Fora isso, há também características intrinsecamente atreladas à imagem do homem, como a demonstração de força, de ser uma pessoa incisiva, determinada e corajosa. Já a mulher é vista como sensível, neutra, delicada, passiva; tudo o que reforça uma ideia de fraqueza. Essa imagem social, concebida pela maioria das pessoas como algo verdadeiro, reforça a ideia de superioridade do homem sobre a mulher. A ideia da submissão feminina é, pois, um dos motivos pelos quais as mulheres são tratadas com desprezo, discriminação e preconceito.
“A desigualdade de gênero estrutural, essa cultura que trata com desigualdade, que subjuga as mulheres por seu gênero, é a principal causa da violência contra a mulher. A cultura em questão não valoriza a mulher como um sujeito de direitos, como um ser, mas trata-a como um objeto que pode ser usado por homens”, destaca Rozana.
IMPACTOS DA VIOLÊNCIA
A violência sofrida pela mulher pode refletir em numerosos traumas e doenças durante sua vida. Em fatos sutis, como não se sentir apta a estudar porque é considerada inferior, a buscar um futuro melhor ou ir em busca de independência. Pode gerar incapacidades, como a de não conseguir expressar suas opiniões na casa da família, ser silenciada frente a outras pessoas ou menosprezada por ser mulher. Tudo isso é reflexo da violência.

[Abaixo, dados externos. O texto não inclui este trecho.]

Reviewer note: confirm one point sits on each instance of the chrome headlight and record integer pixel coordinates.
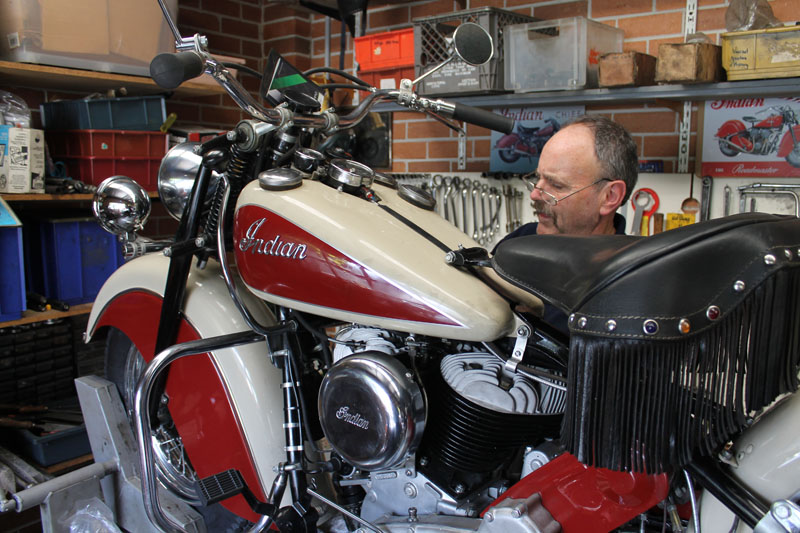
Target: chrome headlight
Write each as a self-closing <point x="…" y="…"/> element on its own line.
<point x="121" y="205"/>
<point x="176" y="177"/>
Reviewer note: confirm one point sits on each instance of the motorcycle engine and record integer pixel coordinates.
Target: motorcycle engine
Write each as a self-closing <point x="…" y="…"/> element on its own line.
<point x="371" y="408"/>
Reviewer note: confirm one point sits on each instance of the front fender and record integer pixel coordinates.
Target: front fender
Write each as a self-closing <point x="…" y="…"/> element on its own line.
<point x="227" y="406"/>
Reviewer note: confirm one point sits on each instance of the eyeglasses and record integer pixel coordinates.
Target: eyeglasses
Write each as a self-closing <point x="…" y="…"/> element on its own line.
<point x="549" y="199"/>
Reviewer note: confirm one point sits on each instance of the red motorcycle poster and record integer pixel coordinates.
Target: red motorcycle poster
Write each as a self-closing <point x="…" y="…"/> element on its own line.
<point x="752" y="137"/>
<point x="519" y="150"/>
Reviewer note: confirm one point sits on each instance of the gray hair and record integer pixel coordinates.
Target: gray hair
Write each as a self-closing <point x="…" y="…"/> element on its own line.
<point x="615" y="150"/>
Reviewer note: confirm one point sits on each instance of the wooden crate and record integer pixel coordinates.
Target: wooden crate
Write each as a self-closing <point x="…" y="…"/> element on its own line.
<point x="689" y="63"/>
<point x="759" y="54"/>
<point x="626" y="69"/>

A Organização Mundial da Saúde (OMS) demonstra a necessidade em descobrir os autores dos crimes cometidos contra as mulheres, a fim de criar um ambiente melhor para a vida feminina. O impacto da violência da saúde pode ser demonstrado também por doenças como depressão, ansiedade, estresse pós-traumático, suicídios, transmissão de infecções e aids.

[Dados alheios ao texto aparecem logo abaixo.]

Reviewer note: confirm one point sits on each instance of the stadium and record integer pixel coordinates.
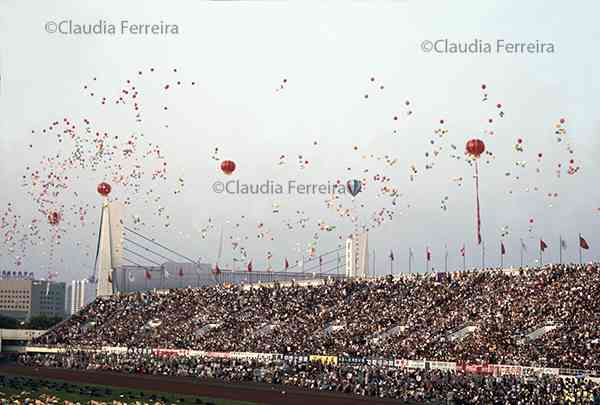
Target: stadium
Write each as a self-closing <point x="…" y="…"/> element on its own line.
<point x="291" y="202"/>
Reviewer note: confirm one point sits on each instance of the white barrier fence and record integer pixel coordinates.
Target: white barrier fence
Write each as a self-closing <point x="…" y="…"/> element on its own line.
<point x="486" y="369"/>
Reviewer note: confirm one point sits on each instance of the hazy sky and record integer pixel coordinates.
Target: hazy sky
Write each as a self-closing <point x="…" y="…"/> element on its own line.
<point x="239" y="52"/>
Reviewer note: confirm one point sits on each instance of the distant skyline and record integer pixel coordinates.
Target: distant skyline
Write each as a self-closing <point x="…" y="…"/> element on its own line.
<point x="290" y="78"/>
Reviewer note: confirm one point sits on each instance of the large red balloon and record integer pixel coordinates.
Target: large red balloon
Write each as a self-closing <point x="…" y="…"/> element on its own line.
<point x="104" y="188"/>
<point x="54" y="217"/>
<point x="227" y="166"/>
<point x="475" y="147"/>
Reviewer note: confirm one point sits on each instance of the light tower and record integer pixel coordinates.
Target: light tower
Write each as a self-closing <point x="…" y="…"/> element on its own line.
<point x="109" y="254"/>
<point x="357" y="255"/>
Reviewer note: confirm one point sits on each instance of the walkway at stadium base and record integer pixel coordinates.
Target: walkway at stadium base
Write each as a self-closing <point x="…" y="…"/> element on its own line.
<point x="259" y="393"/>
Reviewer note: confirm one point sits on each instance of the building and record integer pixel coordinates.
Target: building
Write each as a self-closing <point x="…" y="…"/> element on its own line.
<point x="26" y="298"/>
<point x="79" y="294"/>
<point x="357" y="255"/>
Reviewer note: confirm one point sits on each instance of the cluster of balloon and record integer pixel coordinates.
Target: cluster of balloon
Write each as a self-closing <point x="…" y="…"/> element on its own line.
<point x="54" y="217"/>
<point x="227" y="167"/>
<point x="104" y="189"/>
<point x="354" y="187"/>
<point x="474" y="148"/>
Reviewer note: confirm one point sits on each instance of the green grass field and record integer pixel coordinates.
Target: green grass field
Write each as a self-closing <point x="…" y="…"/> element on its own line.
<point x="25" y="387"/>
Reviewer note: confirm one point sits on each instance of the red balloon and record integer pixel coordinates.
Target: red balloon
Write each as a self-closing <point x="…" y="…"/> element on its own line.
<point x="54" y="217"/>
<point x="227" y="166"/>
<point x="104" y="189"/>
<point x="475" y="147"/>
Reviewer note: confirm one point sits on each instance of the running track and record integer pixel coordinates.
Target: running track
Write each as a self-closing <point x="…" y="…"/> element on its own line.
<point x="259" y="393"/>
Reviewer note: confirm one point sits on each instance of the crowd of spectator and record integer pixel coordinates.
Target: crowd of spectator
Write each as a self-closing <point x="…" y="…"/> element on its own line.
<point x="485" y="316"/>
<point x="410" y="386"/>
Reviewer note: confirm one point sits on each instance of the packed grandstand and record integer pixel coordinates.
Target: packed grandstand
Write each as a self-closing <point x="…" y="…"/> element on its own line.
<point x="476" y="336"/>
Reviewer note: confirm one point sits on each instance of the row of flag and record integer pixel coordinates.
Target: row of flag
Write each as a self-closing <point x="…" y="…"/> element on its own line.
<point x="583" y="244"/>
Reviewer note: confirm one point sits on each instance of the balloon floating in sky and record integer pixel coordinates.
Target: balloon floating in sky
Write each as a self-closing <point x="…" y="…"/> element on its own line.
<point x="53" y="218"/>
<point x="228" y="167"/>
<point x="104" y="189"/>
<point x="354" y="187"/>
<point x="475" y="147"/>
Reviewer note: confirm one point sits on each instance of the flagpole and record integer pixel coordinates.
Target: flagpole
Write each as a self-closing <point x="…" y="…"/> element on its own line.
<point x="521" y="252"/>
<point x="580" y="252"/>
<point x="560" y="249"/>
<point x="446" y="260"/>
<point x="482" y="254"/>
<point x="373" y="270"/>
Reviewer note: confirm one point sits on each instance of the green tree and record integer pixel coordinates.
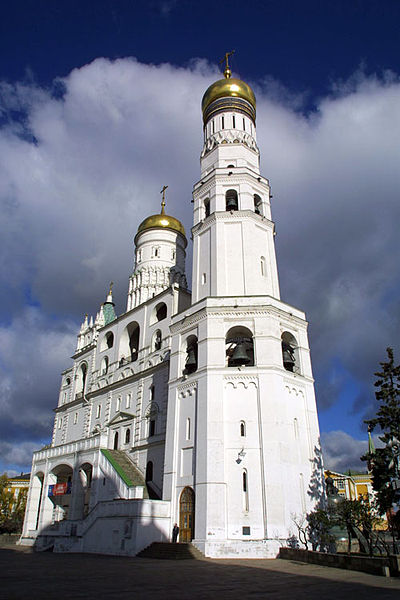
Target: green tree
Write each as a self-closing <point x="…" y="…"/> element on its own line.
<point x="12" y="508"/>
<point x="388" y="420"/>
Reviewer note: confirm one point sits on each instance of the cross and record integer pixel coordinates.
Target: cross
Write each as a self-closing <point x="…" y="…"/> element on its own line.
<point x="163" y="200"/>
<point x="227" y="55"/>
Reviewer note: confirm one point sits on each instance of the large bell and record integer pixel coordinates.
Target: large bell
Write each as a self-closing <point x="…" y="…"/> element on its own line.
<point x="240" y="356"/>
<point x="191" y="361"/>
<point x="288" y="357"/>
<point x="231" y="203"/>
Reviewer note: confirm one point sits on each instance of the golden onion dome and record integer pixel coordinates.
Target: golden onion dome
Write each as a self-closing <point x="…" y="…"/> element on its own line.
<point x="161" y="221"/>
<point x="228" y="88"/>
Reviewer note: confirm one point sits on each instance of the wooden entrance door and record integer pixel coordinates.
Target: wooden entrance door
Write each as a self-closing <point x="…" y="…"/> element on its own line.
<point x="186" y="515"/>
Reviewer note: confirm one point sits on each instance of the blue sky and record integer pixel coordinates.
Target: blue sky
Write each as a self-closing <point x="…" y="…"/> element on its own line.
<point x="100" y="106"/>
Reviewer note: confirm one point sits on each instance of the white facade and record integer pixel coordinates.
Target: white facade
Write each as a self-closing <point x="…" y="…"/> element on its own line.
<point x="198" y="410"/>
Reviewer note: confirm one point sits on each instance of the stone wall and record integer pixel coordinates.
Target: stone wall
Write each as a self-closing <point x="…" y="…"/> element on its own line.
<point x="375" y="565"/>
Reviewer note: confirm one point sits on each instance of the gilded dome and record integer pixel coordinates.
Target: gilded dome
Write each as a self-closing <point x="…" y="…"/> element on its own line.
<point x="228" y="88"/>
<point x="162" y="221"/>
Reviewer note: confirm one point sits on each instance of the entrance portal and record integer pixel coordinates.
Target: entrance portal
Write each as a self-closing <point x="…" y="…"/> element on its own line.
<point x="186" y="515"/>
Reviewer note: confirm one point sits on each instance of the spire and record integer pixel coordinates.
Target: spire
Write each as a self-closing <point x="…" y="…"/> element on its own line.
<point x="165" y="187"/>
<point x="227" y="71"/>
<point x="109" y="296"/>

Desde 1979, a ONU criou a Convenção das Nações Unidas sobre a eliminação de todas as formas de discriminação contra as mulheres, assinada pelo Brasil e por diversos países que assumiram tal compromisso. Todas as formas de violência contra a mulher são prejudiciais para o desenvolvimento da mulher em diversos âmbitos.
“A violência contra a mulher põe em grande risco a saúde mental das vítimas. Isso acontece por diversos motivos. Além da agressão psicológica, que diminui a sua autoestima, a mulher privada de relações saudáveis pode sofrer com ansiedade e depressão. A violência também pode causar na vítima o sentimento de culpa ou vergonha”, pontua a advogada.
Rozana diz que a partir de balanço dos relatos recebidos pelo Ligue 180 (serviço telefônico de utilidade pública, em âmbito nacional, destinado a atender gratuitamente mulheres em situação de violência), mostram que nos dez primeiros meses de 2022 o Brasil registrou 63.090 denúncias de violência contra a mulher – o que corresponde a um relato a cada sete minutos no País.
“A mulher tem dificuldade de se ver como vítima, de culpabilizar o relacionamento abusivo e violento dentro de casa. Ela teme ser incompreendida na justiça, na família. Tem medo e vergonha de expor sua privacidade publicamente e ser desacreditada. Cabe salientar que são cada vez mais necessárias discussões sobre a importância de uma ação dirigida à educação, que objetivem dar visibilidade e garantia de espaço ao debate e às ações dirigidas ao enfrentamento da violência contra a mulher em nosso país e no mundo, além da sensibilização da opinião pública com relação à defesa dos direitos humanos das mulheres”.
COMO FAZER UMA DENÚNCIA?
Ainda segundo a advogada, quem sofre violência doméstica pode procurar ajuda ligando 180, serviço de informações e denúncia da Central de Atendimento à Mulher funciona 24h por dia e garante o anonimato da vítima. Em casos de emergência, é necessário ligar para a polícia no número 190 ou procurar uma das Delegacias Especializadas de Atendimento à Mulher (DEAMs), que têm caráter preventivo e repressivo, devendo realizar ações de prevenção, apuração, investigação e enquadramento legal dos casos de violência contra a mulher, respeitando os direitos humanos e os princípios do Estado Democrático de Direito. Vizinhos, conhecidos ou familiares também podem fazer a denúncia.